29. corrupt—literally, "insipid," without "the salt of grace" (Col 4:6), so worthless and then becoming corrupt: included in "foolish talking" (Eph 5:4). Its opposite is "that which is good to edifying."

communication—language.

that which, &c.—Greek, "whatever is good."

use of edifying—literally, "for edifying of the need," that is, for edifying where it is needed. Seasonably edifying; according as the occasion and present needs of the hearers require, now censure, at another time consolation. Even words good in themselves must be introduced seasonably lest by our fault they prove injurious instead of useful. Trench explains, Not vague generalities, which would suit a thousand other cases equally well, and probably equally ill: our words should be as nails fastened in a sure place, words suiting the present time and the present person, being "for the edifying of the occasion" (Col 4:6).

ministerGreek, "give." The word spoken "gives grace to the hearers" when God uses it as His instrument for that purpose.

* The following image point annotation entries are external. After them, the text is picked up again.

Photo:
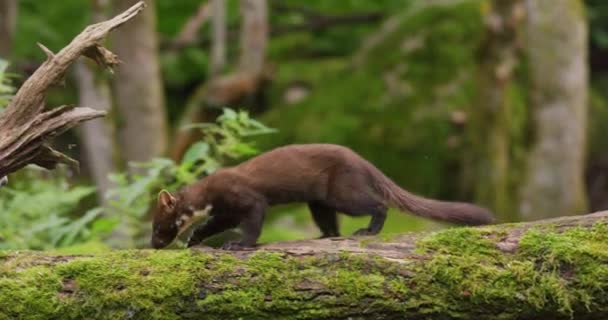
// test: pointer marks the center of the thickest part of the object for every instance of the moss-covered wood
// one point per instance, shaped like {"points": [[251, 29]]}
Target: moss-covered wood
{"points": [[550, 270]]}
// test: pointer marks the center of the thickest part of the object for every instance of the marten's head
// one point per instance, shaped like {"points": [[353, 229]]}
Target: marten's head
{"points": [[173, 217]]}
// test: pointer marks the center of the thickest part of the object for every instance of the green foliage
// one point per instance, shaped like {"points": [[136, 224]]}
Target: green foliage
{"points": [[455, 274], [39, 214], [223, 142]]}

30. grieve not—A condescension to human modes of thought most touching. Compare "vexed His Holy Spirit" (Isa 63:10; Ps 78:40); "fretted me" (Eze 16:43: implying His tender love to us); and of hardened unbelievers, "resist the Holy Ghost" (Ac 7:51). This verse refers to believers, who grieve the Spirit by inconsistencies such as in the context are spoken of, corrupt or worthless conversation, &c.

whereby ye are sealed—rather, "wherein (or 'in whom') ye were sealed." As in Eph 1:13, believers are said to be sealed "in" Christ, so here "in the Holy Spirit," who is one with Christ, and who reveals Christ in the soul: the Greek implies that the sealing was done already once for all. It is the Father "BY" whom believers, as well as the Son Himself, were sealed (Joh 6:27). The Spirit is represented as itself the seal (Eph 1:13, for the image employed, see on Eph 1:13). Here the Spirit is the element IN which the believer is sealed, His gracious influences being the seal itself.

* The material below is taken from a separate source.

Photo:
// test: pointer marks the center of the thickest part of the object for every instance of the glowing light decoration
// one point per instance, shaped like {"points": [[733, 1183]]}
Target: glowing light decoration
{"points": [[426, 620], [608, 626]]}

unto—kept safely against the day of redemption, namely, of the completion of redemption in the deliverance of the body as well as the soul from all sin and sorrow (Eph 1:14; Lu 21:28; Ro 8:23).

31. bitterness—both of spirit and of speech: opposed to "kind."

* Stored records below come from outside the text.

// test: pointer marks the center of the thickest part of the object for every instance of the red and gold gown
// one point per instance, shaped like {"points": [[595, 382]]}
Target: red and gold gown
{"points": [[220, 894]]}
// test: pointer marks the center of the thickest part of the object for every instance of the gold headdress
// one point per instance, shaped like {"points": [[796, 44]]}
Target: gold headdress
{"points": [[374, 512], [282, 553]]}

wrath—passion for a time: opposed to "tender-hearted." Whence Bengel translates for "wrath," harshness.

anger—lasting resentment: opposed to "forgiving one another."

clamour—compared by Chrysostom to a horse carrying anger for its rider: "Bridle the horse, and you dismount its rider." "Bitterness" begets "wrath"; "wrath," "anger"; "anger," "clamor"; and "clamor," the more chronic "evil-speaking," slander, insinuations, and surmises of evil. "Malice" is the secret root of all: "fires fed within, and not appearing to by-standers from without, are the most formidable" [Chrysostom].

32. (Lu 7:42; Col 3:12).

even as—God hath shown Himself "kind, tender-hearted, and forgiving to you"; it is but just that you in turn shall be so to your fellow men, who have not erred against you in the degree that you have erred against God (Mt 18:33).

God for Christ's sake—rather as Greek, "God in Christ" (2Co 5:19). It is in Christ that God vouchsafes forgiveness to us. It cost God the death of His Son, as man, to forgive us. It costs us nothing to forgive our fellow man.

hath forgiven—rather as Greek, "forgave you." God has, once for all, forgiven sin in Christ, as a past historical fact.